[OE-core] RFC: OE-Core image creation and deployment

Tue Jul 31 21:13:17 UTC 2012

Refactor of the OE-Core image creation
--------------------------------------

Preface:

The refactoring being discussed below attempts to cover the overall image 
creation through image deployment process that I'd like to see in OE-Core. 
Where existing functionality already exists, the refactoring work would consist 
simply of adapting the items to the overall set of requirements and system 
design.  I'm not proposing a "rewrite", but instead a process of cleanup, 
refactoring of code, and writing new code when necessary.... Evolution vs 
revolution!

A number of people have contributed to the set of requirements discussed below. 
  One of the primary inputs has been the discussion started by Darren Hart 
titled "RFC: Braindump on Bootloaders, Image Types, and Installers".

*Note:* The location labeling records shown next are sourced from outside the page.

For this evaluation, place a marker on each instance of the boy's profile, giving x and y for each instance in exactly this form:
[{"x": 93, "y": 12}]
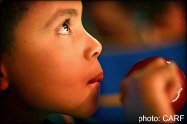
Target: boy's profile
[{"x": 49, "y": 64}]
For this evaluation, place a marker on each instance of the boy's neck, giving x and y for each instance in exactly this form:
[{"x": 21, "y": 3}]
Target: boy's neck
[{"x": 15, "y": 111}]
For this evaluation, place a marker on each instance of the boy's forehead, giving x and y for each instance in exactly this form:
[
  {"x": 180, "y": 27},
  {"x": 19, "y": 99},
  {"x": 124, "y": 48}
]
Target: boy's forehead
[{"x": 52, "y": 4}]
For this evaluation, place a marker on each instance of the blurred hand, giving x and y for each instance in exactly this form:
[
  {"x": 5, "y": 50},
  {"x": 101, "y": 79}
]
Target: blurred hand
[{"x": 144, "y": 92}]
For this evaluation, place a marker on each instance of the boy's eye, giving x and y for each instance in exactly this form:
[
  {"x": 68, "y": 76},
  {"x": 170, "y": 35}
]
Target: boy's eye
[{"x": 64, "y": 28}]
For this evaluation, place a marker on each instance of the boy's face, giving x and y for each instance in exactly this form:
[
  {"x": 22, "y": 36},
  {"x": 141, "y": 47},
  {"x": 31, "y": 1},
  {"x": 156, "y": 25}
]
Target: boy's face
[{"x": 54, "y": 59}]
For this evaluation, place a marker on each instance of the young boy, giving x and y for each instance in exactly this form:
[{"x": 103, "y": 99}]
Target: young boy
[{"x": 49, "y": 64}]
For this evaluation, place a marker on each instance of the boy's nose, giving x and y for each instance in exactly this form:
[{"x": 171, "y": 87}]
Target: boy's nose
[{"x": 94, "y": 48}]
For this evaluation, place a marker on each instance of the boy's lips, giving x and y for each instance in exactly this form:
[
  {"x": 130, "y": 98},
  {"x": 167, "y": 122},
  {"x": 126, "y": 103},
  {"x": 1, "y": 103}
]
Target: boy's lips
[{"x": 97, "y": 78}]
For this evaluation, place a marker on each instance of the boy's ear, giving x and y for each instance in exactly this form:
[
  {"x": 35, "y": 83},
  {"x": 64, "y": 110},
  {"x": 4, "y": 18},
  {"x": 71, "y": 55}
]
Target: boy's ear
[{"x": 4, "y": 83}]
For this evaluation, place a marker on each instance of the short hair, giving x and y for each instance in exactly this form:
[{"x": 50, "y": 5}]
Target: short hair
[{"x": 11, "y": 12}]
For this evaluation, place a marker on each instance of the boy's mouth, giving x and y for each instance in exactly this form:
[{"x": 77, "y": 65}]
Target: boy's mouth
[{"x": 97, "y": 78}]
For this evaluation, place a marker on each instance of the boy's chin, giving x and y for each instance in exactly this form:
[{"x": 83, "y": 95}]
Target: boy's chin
[{"x": 85, "y": 112}]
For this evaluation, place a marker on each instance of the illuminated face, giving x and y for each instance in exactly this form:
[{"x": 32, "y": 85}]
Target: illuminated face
[{"x": 54, "y": 64}]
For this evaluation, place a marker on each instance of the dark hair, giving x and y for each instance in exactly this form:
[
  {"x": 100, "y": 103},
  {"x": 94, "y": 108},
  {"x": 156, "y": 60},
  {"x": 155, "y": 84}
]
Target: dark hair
[{"x": 11, "y": 11}]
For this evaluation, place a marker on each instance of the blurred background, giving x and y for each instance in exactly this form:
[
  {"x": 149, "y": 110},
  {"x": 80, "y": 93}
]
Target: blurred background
[{"x": 130, "y": 31}]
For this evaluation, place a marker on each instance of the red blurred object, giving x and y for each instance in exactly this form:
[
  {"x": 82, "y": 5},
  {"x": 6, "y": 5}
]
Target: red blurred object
[{"x": 180, "y": 98}]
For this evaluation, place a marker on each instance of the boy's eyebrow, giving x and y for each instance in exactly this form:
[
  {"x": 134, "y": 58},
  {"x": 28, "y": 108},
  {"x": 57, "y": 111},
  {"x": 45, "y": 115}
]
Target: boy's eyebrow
[{"x": 61, "y": 12}]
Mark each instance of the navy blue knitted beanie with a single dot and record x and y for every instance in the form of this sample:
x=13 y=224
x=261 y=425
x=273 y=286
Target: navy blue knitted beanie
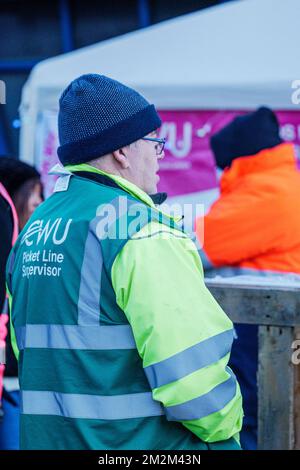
x=246 y=135
x=98 y=115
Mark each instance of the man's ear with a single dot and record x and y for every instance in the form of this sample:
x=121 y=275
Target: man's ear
x=121 y=157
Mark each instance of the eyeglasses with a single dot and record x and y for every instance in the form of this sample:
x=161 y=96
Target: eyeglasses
x=160 y=144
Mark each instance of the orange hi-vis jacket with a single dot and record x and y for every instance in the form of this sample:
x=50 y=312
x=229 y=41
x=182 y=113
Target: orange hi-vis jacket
x=255 y=223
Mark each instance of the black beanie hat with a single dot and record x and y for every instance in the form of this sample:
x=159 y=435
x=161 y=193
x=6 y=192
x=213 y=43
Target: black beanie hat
x=98 y=115
x=13 y=173
x=246 y=135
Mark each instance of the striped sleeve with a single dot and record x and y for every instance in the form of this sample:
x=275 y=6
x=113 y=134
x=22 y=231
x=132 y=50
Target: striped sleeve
x=182 y=335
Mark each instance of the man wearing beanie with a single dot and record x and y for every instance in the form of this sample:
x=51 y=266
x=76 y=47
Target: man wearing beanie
x=121 y=346
x=252 y=228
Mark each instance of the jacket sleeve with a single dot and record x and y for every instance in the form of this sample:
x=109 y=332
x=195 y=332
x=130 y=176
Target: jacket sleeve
x=241 y=227
x=6 y=232
x=182 y=335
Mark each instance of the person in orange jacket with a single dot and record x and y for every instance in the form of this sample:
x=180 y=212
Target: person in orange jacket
x=253 y=226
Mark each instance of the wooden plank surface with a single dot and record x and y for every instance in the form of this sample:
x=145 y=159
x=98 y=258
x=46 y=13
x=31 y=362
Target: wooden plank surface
x=275 y=389
x=260 y=305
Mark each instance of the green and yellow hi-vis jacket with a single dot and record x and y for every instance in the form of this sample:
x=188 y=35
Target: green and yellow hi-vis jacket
x=121 y=345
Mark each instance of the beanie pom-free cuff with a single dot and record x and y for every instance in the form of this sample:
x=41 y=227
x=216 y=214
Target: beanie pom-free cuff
x=123 y=133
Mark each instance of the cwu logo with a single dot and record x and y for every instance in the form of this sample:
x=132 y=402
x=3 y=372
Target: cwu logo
x=40 y=231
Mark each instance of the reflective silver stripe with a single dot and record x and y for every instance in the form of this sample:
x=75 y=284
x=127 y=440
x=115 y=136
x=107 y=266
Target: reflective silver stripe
x=135 y=405
x=75 y=337
x=190 y=360
x=231 y=271
x=90 y=280
x=5 y=308
x=211 y=402
x=92 y=265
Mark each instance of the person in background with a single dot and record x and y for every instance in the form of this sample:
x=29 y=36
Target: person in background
x=253 y=227
x=21 y=192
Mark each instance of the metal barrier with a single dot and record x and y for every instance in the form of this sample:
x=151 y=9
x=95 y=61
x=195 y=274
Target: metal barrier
x=276 y=310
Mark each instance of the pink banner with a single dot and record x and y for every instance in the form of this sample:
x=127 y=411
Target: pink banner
x=189 y=165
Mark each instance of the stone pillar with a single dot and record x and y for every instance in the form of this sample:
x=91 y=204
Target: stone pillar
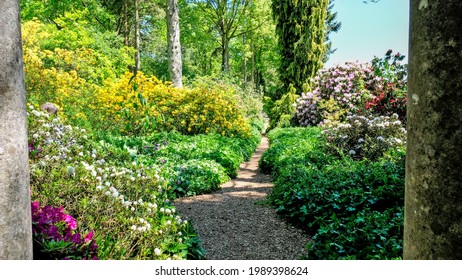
x=433 y=202
x=15 y=212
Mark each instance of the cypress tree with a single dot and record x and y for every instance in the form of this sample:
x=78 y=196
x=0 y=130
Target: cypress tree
x=301 y=29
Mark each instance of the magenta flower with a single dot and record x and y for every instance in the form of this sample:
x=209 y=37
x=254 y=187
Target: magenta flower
x=89 y=236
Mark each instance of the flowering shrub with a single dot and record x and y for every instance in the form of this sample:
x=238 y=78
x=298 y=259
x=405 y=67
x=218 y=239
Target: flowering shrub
x=365 y=137
x=55 y=236
x=339 y=89
x=125 y=201
x=68 y=72
x=145 y=104
x=352 y=209
x=388 y=88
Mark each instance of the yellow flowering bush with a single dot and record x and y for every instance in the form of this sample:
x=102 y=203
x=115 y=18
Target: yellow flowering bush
x=146 y=104
x=67 y=72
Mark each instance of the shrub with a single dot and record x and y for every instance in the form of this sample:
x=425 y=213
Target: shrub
x=197 y=177
x=55 y=236
x=364 y=137
x=389 y=88
x=353 y=209
x=126 y=203
x=337 y=91
x=145 y=104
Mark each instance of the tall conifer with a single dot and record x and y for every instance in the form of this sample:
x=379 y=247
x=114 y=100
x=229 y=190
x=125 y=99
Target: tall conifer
x=301 y=28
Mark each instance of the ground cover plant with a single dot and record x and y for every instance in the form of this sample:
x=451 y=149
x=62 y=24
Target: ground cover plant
x=342 y=178
x=352 y=209
x=122 y=147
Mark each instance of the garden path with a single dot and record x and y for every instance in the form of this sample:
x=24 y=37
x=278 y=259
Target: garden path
x=233 y=223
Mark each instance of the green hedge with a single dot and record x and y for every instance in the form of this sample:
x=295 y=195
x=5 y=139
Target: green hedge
x=352 y=209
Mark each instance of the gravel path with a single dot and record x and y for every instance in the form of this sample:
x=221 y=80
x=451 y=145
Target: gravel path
x=233 y=225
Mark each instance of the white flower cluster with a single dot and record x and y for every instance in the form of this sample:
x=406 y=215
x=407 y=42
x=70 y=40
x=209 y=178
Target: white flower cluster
x=366 y=136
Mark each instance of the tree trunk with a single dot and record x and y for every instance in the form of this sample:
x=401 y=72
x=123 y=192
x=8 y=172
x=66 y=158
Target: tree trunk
x=174 y=47
x=244 y=63
x=15 y=210
x=433 y=202
x=224 y=54
x=137 y=37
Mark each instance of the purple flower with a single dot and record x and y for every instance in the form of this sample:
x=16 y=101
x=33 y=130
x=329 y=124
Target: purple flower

Comments, suggestions, offers of help are all appreciated!

Purpose:
--------

Refactoring the OE-Core image creation should include:

* A pluggable, configurable environment for creating, deploying and updating a 
filesystem
   * Allow for a machine to specify the overall steps required to deploy a build 
to a device
   * Allow for easy additions to the default OE-Core steps
   * Allow the steps to be started and stopped at any point.  (This is needed 
for on-target installations)

* Existing workflows need to be maintained, new additional workflows (cross or 
target based will be added)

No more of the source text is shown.